VIPurPCA offers a visualization of uncertainty propagated through the dimensionality reduction technique Principal Component Analysis (PCA) by automatic differentiation.
VIPurPCA requires Python 3.7.3 or later and can be installed via:
pip install vipurpca
A website showing results and animations can be found here.
In order to propagate uncertainty through PCA the class PCA
can be used, which has the following parameters, attributes, and methods:
Parameters | |
---|---|
matrix : array_like Array of size [n, p] containing mean numbers to which VIPurPCA should be applied. |
|
sample_cov : array_like of shape [n, n] or [n], default=None, optional Input uncertainties in terms of the sample covariance matrix. If sample_cov is one-dimensional its values are assumed to be the diagonal of a diagonal matrix. Used to compute the total covariance matrix over the input using the Kronecker product of sample_cov and feature_cov. |
|
feature_cov : array_like of shape [p, p] or [p], default=None, optional Input uncertainties in terms of the feature covariance matrix. If feature_cov is one-dimensional its values are assumed to be the diagonal of a diagonal matrix. Used to compute the total covariance matrix over the input using the Kronecker product of sample_cov and feature_cov. |
|
full_cov : array_like of shape [np, np] or [np], default=None, optional Input uncertainties in terms of the full covariance matrix. If full_cov is one-dimensional its values are assumed to be the diagonal of a diagonal matrix.

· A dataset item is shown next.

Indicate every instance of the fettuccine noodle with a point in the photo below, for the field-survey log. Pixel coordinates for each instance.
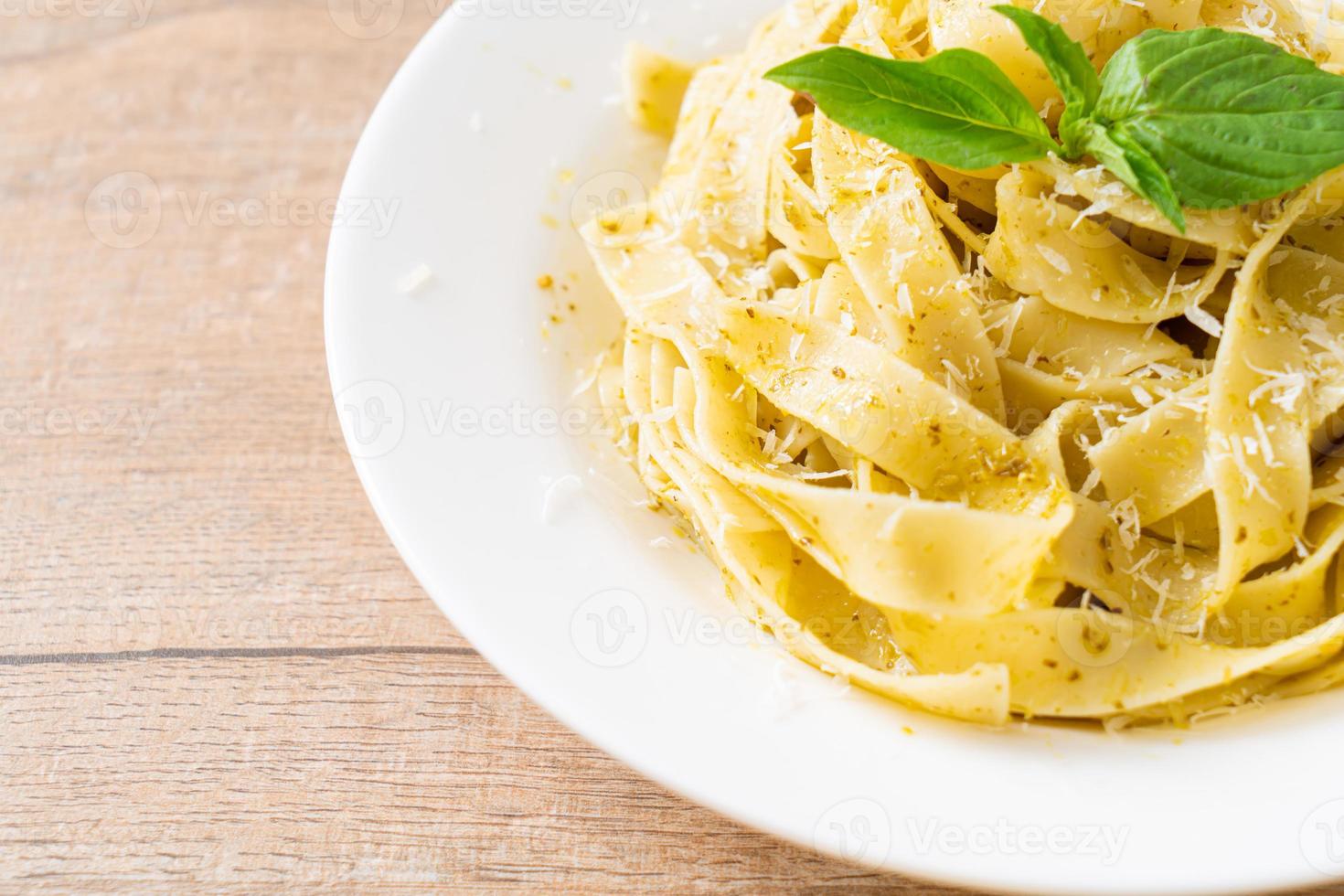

Used alternatively to the Kronecker product of sample_cov and feature_cov. Requires more memory. |
|
n_components : int or float, default=None, optional Number of components to keep. |
|
axis : {0, 1} , default=0, optional The default expects samples in rows and features in columns. |
Attributes | |
---|---|
size : [n, p] Dimension of matrix (n: number of samples, p: number of dimensions) |
|
eigenvalues : ndarray of size [n_components] Eigenvalues obtained from eigenvalue decomposition of the covariance matrix. |
|
eigenvectors : ndarray of size [n_componentsp, np] Eigenvectors obtained from eigenvalue decomposition of the covariance matrix. |
|
jacobian : ndarray of size [n_componentsp, np] Jacobian containing derivatives of eigenvectors w.r.t. input matrix. |
|
cov_eigenvectors : ndarray of size [n_componentsp, n_componentsp] Propagated uncertainties of eigenvectors. |
|
transformed data : ndarray of size [n, n_components] Low dimensional representation of data after applying PCA. |
Methods | |
---|---|
pca_value() | Apply PCA to the matrix. |
compute_cov_eigenvectors(save_jacobian=False) | Compute uncertainties of eigenvectors. |
animate(pcx=1, pcy=2, n_frames=10, labels=None, outfile='animation.gif') | Generate animation of PCA-plot of PC pcx vs. PC pcy with n_frames number of frames. labels (list, 1d array) indicate labelling of individual samples. > |
Two example datasets can be loaded after installing VIPurPCA providing mean, covariance and labels.
from vipurpca import load_data
Y, cov_Y, y = load_data.load_studentgrades_dataset()
Y, cov_Y, y = load_data.load_estrogen_dataset()
More information on the datasets can be found here
from vipurpca import load_data
from vipurpca import PCA
# load mean (Y), uncertainty estimates (cov_Y) and labels (y)
Y, cov_Y, y = load_data.load_estrogen_dataset()
pca = PCA(matrix=Y, sample_cov=None, feature_cov=None,
full_cov=cov_Y, n_components=3, axis=0)
# compute PCA
pca.pca_value()
# Bayesian inference
pca.compute_cov_eigenvectors(save_jacobian=False)# Create animation
pca.animate(1, 2, labels=y, outfile='animation.gif')
The resulting animation can be found here here.